The new programme will take this approach further, offering a symptom-based approach that can cater to the growing burden of multimorbidity. The initial pilot will operate from a community hub in Platt Lane, Manchester – an area chosen to address health disparities linked to social inequality, enabling the programme to make a meaningful impact in an area with higher levels of deprivation. A key feature of the programme will focus on sustained engagement through a peer-mentoring model, fostering long-term behaviour change and a sense of community.

Central to the programme’s success will be the use of personal trainers. These highly qualified professionals are a huge, largely untapped workforce in the fitness and leisure sector for supporting chronic conditions. To ensure consistent, quality delivery, the partnership will establish sustainable training pathways for fitness professionals, providing a standardised approach to upskill them in delivering community-based rehabilitation.

Dr Davina Deniszczyc, Charity and Medical Director at Nuffield Health, said:

“This partnership will design, test, and deliver a symptom led rehabilitation model aligned with the government’s ambition to shift care safely and effectively from hospitals to the community.

“It highlights the vital extended scope fitness professionals can undertake, and the transformative potential of community-based programmes in managing long term conditions and multi morbidity, as a standard treatment pathway alongside traditional medicine.

“We see this programme not as a fitness intervention, but a medical intervention delivered in a fitness environment - evolving the traditional model of what we consider as ‘healthcare’.

“By combining Nuffield Health’s community-based expertise with Manchester Met’s world-class research, we can deliver academically robust, real-world solutions that can be quickly adopted and scaled nationally.”

Professor Tim Cable, Director of the Institute for Sport at Manchester Metropolitan University, added:

“Over 15 million people in the UK live with long-term health conditions, yet supported exercise - a proven and cost-effective management tool - remains underutilised.

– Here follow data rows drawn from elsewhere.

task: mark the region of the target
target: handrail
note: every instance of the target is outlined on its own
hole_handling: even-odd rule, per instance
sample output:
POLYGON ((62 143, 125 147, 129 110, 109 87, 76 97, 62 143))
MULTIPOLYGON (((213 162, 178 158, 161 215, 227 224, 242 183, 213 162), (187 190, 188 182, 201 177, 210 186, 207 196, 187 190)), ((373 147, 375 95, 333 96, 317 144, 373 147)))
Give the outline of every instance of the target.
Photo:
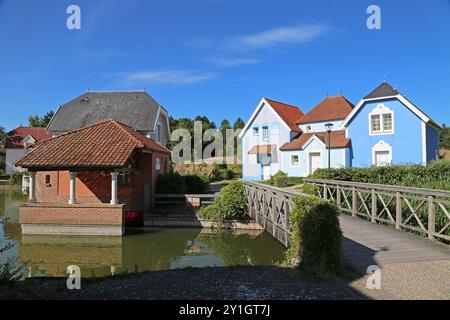
POLYGON ((389 191, 399 191, 399 192, 409 192, 422 195, 430 195, 436 197, 450 197, 450 191, 437 190, 437 189, 425 189, 425 188, 415 188, 415 187, 403 187, 403 186, 392 186, 386 184, 376 184, 376 183, 363 183, 363 182, 353 182, 344 180, 327 180, 327 179, 304 179, 306 183, 317 183, 317 184, 331 184, 339 186, 349 186, 349 187, 361 187, 367 189, 383 189, 389 191))

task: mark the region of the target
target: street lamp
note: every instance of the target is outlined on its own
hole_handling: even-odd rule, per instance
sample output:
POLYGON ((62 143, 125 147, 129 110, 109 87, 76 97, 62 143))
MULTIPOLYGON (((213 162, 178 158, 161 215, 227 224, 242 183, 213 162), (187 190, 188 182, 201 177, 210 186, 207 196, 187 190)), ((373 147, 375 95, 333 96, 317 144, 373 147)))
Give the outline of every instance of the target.
POLYGON ((328 170, 331 169, 331 129, 333 128, 333 124, 328 122, 325 123, 325 128, 327 128, 327 132, 328 132, 328 170))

This partnership will not only further evidence the transformative role of movement but also provide a scalable, clinically governed blueprint for a national programme, that can be evaluated and refined through our research .”

At a time when the government is shaping its ten-year health and care plan, this partnership will demonstrate the potential of movement-based interventions to address key national priorities.

Dr Davina Deniszczyc added:

“Movement is a powerful tool - not just to improve individual health, but to reduce sickness absence, boost productivity, and support the government’s growth agenda.

“If the government is serious about shifting care out of hospitals and into the community, it must embrace new models of care that deliver interventions in local settings.

“As the ten-year plan takes shape, policymakers have a unique opportunity to make movement a cornerstone of a healthier, more resilient society.”